With thousands of dives under his belt, Jules says he never tires of the marine life in Soufrière Bay, the island’s dividing line between the calm Caribbean Sea and the much fiercer Atlantic. Within a relatively small space, the Soufrière reserve—an UNESCO World Heritage Site—offers a half-dozen world-class dives, such as Scott’s Head Pinnacle, beginning with a rock formation called Swiss Cheese, and leading to a volcanic crater that drops as far as 2,000 feet at the center. “There are hundreds of soldier fish at the entrance,” he says. “When you turn sideways, there are lobsters and eels in the walls’ cracks.” At the northern edge of the Soufrière crater, five underwater peaks called Dangleben’s Pinnacles host plenty of reef fish and also offer glimpses of turtles and horse-eye jacks.
The Atlantic side of Dominica has yet more dive sites, including the spectacular Mountain Top, and the northern end of the island has nearly a dozen others, including one, called Elephant’s Ass, so secluded that most locals don’t even know about it. There are also opportunities to swim with sperm whales. Because of Covid-related cancellations, the nearly three-year wait for the experience can be closer to a few weeks.
After snorkeling, I return to Jungle Bay, my home on the southern end of the island.
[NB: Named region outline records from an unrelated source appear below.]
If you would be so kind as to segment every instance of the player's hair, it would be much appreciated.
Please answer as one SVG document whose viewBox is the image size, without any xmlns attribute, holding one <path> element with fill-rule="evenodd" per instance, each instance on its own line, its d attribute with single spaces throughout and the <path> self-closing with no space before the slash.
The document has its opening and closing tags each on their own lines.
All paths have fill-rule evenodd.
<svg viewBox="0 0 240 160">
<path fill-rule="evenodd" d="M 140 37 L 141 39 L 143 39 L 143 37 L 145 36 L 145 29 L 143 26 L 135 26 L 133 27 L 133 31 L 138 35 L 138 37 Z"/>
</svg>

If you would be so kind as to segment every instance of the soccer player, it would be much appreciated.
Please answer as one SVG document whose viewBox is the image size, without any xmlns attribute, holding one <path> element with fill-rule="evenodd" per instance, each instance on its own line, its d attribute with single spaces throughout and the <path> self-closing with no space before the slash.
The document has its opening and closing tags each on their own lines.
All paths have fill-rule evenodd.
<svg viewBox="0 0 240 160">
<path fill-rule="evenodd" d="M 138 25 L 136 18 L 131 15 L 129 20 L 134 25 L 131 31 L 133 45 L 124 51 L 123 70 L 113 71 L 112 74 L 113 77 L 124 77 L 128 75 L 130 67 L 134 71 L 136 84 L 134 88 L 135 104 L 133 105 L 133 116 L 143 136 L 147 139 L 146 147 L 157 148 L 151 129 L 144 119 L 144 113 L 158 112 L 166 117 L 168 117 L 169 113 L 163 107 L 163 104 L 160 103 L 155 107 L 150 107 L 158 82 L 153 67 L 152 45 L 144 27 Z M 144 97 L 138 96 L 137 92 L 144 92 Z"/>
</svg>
It’s an eco-resort with private villas built of local wood and stone, two yoga studios, a restaurant overlooking the water and a Zen-like spa. Nature trails, banana plants and stone walls, plus a large Buddha, define the resort. Like Secret Bay, it’s an ocean sanctuary.
That feeling of sanctuary, with a heightened sense of exclusivity, is ultimately what attracts superyacht owners to Dominica. And why they’re not telling their friends.